The results of the combination of the doses 10 and 20 mg/kg/day of FLZ with 40/1 of SDZ/PYR are similar to the treatment of 20 mg/kg/day of FLZ in combination with 10 mg/kg/day of PYR, thereby indicating a reduction in the parasite burden compared to the combination therapy of SDZ/PYR without FLZ. The results are interesting due to the reduction in the dosage of SDZ as well as the side effects. However, the increased parasite burden in the treatment doses of 40 and 80 mg/kg/day of FLZ with PYR compared to the dose of 20 mg/kg/day of FLZ with PYR showed that the high doses of FLZ with PYR had antagonistic activities. The survival results of this study showed similarities/differences with the study conducted in 2013 by [15], where the combination of FLZ, PYR, and SDZ was significantly different from the non-FLZ therapy. The mice treated with SDZ and PYR combined with 20 mg/kg/day of FLZ up until the end of the 40 days had the highest protection against death and recurrence of the disease. The results of the survival study in FLZ treatment groups along with PYR showed a significant difference in survival and death prevention, but contrary to the study by Martins, the mice did not survive until the end of the 40-day review. The significant effects of reducing the parasitic burden and increasing the survival rate in combination therapy groups indicate the dependence of these results on the dose of fluconazole, in contrast to non-fluconazole treatments. However, the parasite burden decreased by the FLZ combination therapy with SDZ/PYR, thereby increasing the dose of FLZ; in addition, it was demonstrated that the effects depended on the dose of FLZ. Besides, the combinations of FLZ with SDZ/PYR and PYR showed a synergistic effect, but when the combination therapies were evaluated, they exerted an increasing effect only in vitro [15].
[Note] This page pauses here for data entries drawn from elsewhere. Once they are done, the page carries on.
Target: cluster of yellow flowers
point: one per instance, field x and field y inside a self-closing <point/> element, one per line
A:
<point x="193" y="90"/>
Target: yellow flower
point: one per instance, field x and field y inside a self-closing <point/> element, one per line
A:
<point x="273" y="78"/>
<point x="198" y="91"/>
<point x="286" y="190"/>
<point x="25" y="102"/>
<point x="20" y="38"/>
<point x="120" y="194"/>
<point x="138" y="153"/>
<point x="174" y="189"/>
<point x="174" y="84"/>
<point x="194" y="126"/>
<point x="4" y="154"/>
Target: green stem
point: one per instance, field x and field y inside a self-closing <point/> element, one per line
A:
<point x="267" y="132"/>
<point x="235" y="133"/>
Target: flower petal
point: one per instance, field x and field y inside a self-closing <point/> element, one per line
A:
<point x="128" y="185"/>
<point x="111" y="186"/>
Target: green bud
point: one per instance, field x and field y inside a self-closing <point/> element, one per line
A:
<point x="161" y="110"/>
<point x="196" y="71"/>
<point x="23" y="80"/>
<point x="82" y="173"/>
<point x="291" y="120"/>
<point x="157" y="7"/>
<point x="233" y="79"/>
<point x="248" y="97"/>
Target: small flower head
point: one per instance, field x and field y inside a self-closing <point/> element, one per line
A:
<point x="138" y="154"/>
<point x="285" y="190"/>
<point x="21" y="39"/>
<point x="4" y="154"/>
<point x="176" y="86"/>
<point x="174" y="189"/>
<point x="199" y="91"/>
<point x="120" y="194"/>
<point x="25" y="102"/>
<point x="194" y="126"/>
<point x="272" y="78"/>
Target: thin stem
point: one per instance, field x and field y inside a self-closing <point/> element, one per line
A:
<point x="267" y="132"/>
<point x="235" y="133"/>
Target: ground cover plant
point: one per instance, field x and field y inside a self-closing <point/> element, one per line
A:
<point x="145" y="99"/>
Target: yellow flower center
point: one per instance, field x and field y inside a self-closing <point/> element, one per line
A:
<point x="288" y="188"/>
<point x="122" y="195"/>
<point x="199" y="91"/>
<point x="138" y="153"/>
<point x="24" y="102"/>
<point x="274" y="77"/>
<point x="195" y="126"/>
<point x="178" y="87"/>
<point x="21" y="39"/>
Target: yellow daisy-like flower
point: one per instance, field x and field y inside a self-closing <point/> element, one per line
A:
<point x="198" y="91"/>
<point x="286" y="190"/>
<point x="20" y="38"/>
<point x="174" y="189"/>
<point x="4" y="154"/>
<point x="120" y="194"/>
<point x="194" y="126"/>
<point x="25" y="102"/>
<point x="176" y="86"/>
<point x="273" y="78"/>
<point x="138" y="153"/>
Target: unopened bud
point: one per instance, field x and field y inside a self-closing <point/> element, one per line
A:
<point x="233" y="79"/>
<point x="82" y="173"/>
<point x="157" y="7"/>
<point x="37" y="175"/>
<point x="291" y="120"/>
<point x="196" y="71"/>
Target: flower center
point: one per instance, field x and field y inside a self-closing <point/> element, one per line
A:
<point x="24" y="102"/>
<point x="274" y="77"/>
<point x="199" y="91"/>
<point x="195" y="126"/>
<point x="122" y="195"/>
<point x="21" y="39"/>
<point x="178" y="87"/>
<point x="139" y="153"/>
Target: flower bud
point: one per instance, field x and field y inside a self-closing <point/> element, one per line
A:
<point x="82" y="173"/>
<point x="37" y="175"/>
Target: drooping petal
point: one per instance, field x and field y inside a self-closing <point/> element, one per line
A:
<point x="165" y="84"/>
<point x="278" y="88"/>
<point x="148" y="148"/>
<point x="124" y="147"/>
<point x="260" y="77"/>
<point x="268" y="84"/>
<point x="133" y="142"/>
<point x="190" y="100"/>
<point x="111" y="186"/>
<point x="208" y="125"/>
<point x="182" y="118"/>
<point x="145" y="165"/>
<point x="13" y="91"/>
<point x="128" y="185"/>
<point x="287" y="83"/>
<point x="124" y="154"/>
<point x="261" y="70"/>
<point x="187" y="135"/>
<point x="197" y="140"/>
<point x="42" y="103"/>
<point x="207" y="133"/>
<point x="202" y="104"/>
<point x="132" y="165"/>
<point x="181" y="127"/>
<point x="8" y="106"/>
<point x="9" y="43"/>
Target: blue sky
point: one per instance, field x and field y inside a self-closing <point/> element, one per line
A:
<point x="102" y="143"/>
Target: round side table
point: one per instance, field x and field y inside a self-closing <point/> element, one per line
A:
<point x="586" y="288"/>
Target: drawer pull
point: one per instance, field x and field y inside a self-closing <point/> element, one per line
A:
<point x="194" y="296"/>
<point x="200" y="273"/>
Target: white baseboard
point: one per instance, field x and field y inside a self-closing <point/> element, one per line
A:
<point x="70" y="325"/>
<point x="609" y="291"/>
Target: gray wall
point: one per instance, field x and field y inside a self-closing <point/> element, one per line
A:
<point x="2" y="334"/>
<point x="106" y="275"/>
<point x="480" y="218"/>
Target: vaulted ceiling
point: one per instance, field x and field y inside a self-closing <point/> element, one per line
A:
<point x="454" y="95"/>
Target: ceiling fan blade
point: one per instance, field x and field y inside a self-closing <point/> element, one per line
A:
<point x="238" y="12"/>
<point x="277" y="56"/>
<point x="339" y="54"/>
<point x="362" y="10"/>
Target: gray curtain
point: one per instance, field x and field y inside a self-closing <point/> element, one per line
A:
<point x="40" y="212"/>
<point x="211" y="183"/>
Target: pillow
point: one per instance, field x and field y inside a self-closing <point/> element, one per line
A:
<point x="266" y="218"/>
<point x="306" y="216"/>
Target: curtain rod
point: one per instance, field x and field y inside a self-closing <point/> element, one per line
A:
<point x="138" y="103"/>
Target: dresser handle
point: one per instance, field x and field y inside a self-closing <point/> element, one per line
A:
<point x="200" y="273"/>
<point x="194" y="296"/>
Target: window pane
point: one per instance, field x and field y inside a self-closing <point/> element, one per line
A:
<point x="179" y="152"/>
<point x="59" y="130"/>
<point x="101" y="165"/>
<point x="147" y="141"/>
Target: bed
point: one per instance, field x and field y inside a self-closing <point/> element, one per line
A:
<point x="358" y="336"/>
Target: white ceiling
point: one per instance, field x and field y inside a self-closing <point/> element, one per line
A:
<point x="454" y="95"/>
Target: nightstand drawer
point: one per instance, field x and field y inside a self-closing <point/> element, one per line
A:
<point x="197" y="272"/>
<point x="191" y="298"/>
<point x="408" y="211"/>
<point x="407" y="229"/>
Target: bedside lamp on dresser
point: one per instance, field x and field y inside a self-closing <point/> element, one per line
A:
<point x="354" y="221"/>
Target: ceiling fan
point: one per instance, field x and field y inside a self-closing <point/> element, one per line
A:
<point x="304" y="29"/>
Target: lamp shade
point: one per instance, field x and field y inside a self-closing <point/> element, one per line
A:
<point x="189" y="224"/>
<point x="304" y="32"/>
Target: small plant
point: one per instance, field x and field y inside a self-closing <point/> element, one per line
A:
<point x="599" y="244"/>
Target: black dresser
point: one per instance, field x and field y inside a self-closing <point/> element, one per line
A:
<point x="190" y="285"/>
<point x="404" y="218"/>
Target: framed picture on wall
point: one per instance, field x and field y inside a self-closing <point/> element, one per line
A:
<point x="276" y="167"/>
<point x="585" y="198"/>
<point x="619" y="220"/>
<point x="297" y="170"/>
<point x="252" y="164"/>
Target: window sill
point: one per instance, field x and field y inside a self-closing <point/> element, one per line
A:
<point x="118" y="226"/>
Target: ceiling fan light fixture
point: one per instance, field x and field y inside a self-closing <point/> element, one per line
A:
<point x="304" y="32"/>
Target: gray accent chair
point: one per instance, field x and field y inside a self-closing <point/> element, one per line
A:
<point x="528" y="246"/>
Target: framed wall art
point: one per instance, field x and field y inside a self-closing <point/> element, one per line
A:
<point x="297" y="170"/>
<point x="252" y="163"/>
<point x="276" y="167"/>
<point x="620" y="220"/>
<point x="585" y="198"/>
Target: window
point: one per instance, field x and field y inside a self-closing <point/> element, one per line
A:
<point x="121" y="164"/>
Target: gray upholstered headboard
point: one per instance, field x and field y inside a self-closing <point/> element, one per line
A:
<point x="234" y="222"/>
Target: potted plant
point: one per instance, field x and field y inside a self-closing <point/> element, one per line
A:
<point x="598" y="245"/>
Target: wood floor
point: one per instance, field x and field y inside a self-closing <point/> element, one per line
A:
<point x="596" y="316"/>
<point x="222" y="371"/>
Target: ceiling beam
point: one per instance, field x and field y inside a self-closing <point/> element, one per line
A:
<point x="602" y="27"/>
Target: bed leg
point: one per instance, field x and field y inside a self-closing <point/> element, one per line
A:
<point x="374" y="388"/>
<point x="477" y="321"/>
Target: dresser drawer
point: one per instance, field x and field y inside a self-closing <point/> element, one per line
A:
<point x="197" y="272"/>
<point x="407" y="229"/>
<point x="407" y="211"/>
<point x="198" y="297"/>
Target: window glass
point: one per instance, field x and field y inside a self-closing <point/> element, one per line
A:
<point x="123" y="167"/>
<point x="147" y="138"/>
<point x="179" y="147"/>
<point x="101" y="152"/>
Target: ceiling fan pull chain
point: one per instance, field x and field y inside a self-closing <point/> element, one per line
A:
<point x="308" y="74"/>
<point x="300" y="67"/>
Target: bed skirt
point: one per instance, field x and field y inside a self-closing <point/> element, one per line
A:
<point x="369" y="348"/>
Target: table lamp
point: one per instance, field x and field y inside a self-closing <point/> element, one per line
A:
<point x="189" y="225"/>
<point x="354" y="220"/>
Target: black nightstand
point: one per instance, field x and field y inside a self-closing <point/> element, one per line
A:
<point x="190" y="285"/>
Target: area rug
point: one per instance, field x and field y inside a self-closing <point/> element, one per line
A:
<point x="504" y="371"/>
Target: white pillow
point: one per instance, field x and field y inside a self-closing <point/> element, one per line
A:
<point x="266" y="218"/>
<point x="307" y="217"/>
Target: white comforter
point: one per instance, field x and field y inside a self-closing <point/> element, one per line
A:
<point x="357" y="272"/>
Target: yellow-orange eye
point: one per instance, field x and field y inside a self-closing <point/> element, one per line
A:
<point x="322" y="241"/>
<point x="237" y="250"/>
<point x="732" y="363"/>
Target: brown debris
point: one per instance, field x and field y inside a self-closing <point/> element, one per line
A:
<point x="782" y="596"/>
A survey conducted on the combination of clindamycin with PYR did not show positive results in terms of synergistic effects in vitro [30], but the compound was effective in the body in the treatment of TE patients, because drug interactions could not be ignored, as FLZ is known as an inhibitor of cytochrome P450 oxidative metabolism. FLZ is a potent non-competitive inhibitor for the isoform 2C9 of cytochrome and can interfere in the biotransformation of other drugs [31]. A study conducted by Winter et al. in vitro, using human liver microcosms, showed that CYT2C9 was effective in metabolizing SDZ in terms of its hydroxylamine intermediates [32].

Hence, an increase in the combined effect of SDZ/PYR plus FLZ could have been due to the increase in SDZ in the blood concentration. The activity of FLZ in the body decreases SDZ metabolism. There is little information about PYR metabolism, though it is believed that it occurs in the liver. PYR metabolism is done by the CYP oxidative enzyme, so exploring the reactions in vitro is not possible [33].

In the end, the combination of FLZ and SDZ/PYR could be a remedy for the speedy recovery and prevention of toxoplasmosis relapse. Of course, this conclusion has no proof as a follow-up of the infected mice for only 40 days is not enough period to reach that conclusion and further investigations are needed to get more results regarding another toxoplasmosis treatment aspect.

Moreover, in patients intolerant to SDZ, PYR could be used in combination with FLZ as an alternative treatment. In addition, experiments on other animal models are required to approve this combination treatment for the case of toxoplasmosis in humans.

Collectively, our findings demonstrate that FLZ combination therapy has the potential to be a good candidate for acute toxoplasmosis treatment. Before clinical applications, further studies are required in vivo to explore and optimize the toxicity, efficacy, and minimizing their side effect. Finally, future perspectives to be considered include work on different strains of Toxoplasma especially cystogenic strains to obtain comprehensive data regarding these agents’ anti toxoplasma activity.